It’s official, the once worth $5.7bn media company has filed for bankruptcy this morning at 9am. The company, whose assets include Vice News, Motherboard, Refinery29 and Vice TV, has agreed a sale to a consortium that includes Fortress Investment Group, Soros Fund Management and Monroe Capital for $225m in the form of a credit bid for its assets as well as assuming Vice’s “significant liabilities”.
Under the deal, which also has a provision that Vice could still be sold to a third party if a higher bid emerges, the lenders are also providing more than $20m and other financing to fund Vice throughout the sale process.
This really is a ‘oh how the mighty have fallen’ moment.
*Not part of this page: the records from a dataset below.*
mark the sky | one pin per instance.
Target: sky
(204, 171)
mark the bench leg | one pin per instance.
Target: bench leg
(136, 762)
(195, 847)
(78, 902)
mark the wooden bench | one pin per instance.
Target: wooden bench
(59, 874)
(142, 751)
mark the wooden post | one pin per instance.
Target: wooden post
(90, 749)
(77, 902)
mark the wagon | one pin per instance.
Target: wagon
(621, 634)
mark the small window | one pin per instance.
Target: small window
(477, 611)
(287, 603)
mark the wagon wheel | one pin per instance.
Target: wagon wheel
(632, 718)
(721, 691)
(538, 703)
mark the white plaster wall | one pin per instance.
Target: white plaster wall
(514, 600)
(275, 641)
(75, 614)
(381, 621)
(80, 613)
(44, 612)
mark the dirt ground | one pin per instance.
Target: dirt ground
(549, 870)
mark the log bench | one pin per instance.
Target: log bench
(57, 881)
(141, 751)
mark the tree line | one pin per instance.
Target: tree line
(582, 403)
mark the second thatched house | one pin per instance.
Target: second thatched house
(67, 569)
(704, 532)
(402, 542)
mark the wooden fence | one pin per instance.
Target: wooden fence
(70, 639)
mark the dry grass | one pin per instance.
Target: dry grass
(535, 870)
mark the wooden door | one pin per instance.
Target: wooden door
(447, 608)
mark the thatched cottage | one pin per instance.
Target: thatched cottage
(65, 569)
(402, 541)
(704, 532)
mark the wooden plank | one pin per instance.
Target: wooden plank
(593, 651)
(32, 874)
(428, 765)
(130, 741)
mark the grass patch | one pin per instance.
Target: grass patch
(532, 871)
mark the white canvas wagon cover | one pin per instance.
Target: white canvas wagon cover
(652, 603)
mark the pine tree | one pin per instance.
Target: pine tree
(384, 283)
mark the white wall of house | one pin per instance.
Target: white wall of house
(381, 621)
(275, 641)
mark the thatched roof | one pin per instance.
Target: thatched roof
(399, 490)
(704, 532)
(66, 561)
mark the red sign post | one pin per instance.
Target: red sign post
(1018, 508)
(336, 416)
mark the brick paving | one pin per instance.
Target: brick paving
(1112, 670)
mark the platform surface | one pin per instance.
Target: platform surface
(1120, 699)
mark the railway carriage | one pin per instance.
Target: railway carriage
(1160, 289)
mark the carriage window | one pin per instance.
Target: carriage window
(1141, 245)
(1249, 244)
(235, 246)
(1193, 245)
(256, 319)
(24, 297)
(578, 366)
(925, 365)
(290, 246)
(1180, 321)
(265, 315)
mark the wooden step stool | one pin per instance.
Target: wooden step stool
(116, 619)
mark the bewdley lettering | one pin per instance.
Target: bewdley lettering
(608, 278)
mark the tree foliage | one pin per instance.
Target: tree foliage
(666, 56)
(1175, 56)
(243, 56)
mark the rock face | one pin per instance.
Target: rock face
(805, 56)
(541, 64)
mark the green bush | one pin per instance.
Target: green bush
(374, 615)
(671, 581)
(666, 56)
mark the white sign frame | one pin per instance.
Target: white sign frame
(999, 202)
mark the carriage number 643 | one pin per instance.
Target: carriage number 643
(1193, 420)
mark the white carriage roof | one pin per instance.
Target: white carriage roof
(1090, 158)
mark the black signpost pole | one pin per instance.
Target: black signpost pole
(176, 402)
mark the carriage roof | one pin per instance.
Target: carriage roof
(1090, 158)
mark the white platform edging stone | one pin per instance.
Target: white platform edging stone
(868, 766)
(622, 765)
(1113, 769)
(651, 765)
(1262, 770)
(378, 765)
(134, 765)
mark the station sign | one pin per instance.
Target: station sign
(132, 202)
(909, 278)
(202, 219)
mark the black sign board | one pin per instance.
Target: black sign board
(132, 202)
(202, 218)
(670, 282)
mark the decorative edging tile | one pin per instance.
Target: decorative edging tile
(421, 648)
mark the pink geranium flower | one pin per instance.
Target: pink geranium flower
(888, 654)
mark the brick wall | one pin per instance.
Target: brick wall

Back in 2017, Vice, was the hot young publication of the moment – this is when it hit a valuation of $5.7bn in 2017 as media giants including Rupert Murdoch, WPP and Disney clamoured for a slice of its youth appeal, had been seeking a sale of about $1.5bn.
In April, the company – which has been evaluating its future since plans to float using a special purpose acquisition vehicle (Spac) collapsed two years ago – announced it was cancelling its popular Vice News Tonight as part of a restructuring that could make more than 100 staff redundant.
In February, Fortress, the company’s debt holder, extended a $30m funding line to let Vice pay overdue bills to vendors. The same month, Nancy Dubuc, who took over as chief executive from controversial co-founder Shane Smith in 2018, announced her surprise departure.
Vice, which began as a punk magazine in Montreal almost three decades ago, expanded into digital media and TV by striking deals with firms including Sky and HBO.
Vice was among a generation of fast-rising digital media upstarts such as BuzzFeed that once threatened to supplant legacy media companies with the right recipe for attracting millennial audiences.